This Crowded Earth
Transcriber's note:
This etext was produced from Amazing Science Fiction Stories October 1958. Extensive research did not uncover any evidence that the U.S. copyright on this publication was renewed.
The Table of Contents is not part of the original book.
The evils of long and dangerous years finally erupted in blood.
The telescreen lit up promptly at eight a.m. Smiling Brad came on with his usual greeting. Good morning—it's a beautiful day in Chicagee!
Harry Collins rolled over and twitched off the receiver.

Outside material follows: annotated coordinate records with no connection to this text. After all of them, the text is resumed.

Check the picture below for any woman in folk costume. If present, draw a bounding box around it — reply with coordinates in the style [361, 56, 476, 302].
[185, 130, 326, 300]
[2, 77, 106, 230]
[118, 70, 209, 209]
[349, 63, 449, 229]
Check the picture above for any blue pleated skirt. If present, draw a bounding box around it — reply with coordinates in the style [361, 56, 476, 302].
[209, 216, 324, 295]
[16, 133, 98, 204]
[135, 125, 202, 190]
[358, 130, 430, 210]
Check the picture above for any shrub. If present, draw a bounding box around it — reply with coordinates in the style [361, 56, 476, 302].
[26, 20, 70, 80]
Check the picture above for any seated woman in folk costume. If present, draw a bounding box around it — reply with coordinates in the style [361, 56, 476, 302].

This I doubt, he muttered. He sat up and reached into the closet for his clothing.
Visitors—particularly feminine ones—were always exclaiming over the advantages of Harry's apartment. So convenient, they would say. Everything handy, right within reach. And think of all the extra steps you save!
Of course most of them were just being polite and trying to cheer Harry up. They knew damned well that he wasn't living in one room through any choice of his own. The Housing Act was something you just couldn't get around; not in Chicagee these days. A bachelor was entitled to one room—no more and no less. And even though Harry was making a speedy buck at the agency, he couldn't hope to beat the regulations.
There was only one way to beat them and that was to get married. Marriage would automatically entitle him to two rooms— if he could find them someplace.
More than a few of his feminine visitors had hinted at just that, but Harry didn't respond. Marriage was no solution, the way he figured it. He knew that he couldn't hope to locate a two-room apartment any closer than eighty miles away. It was bad enough driving forty miles to and from work every morning and night without doubling the distance. If he did find a bigger place, that would mean a three-hour trip each way on one of the commutrains, and the commutrains were murder. The Black Hole of Calcutta, on wheels.
But then, everything was murder, Harry reflected, as he stepped from the toilet to the sink, from the sink to the stove, from the stove to the table.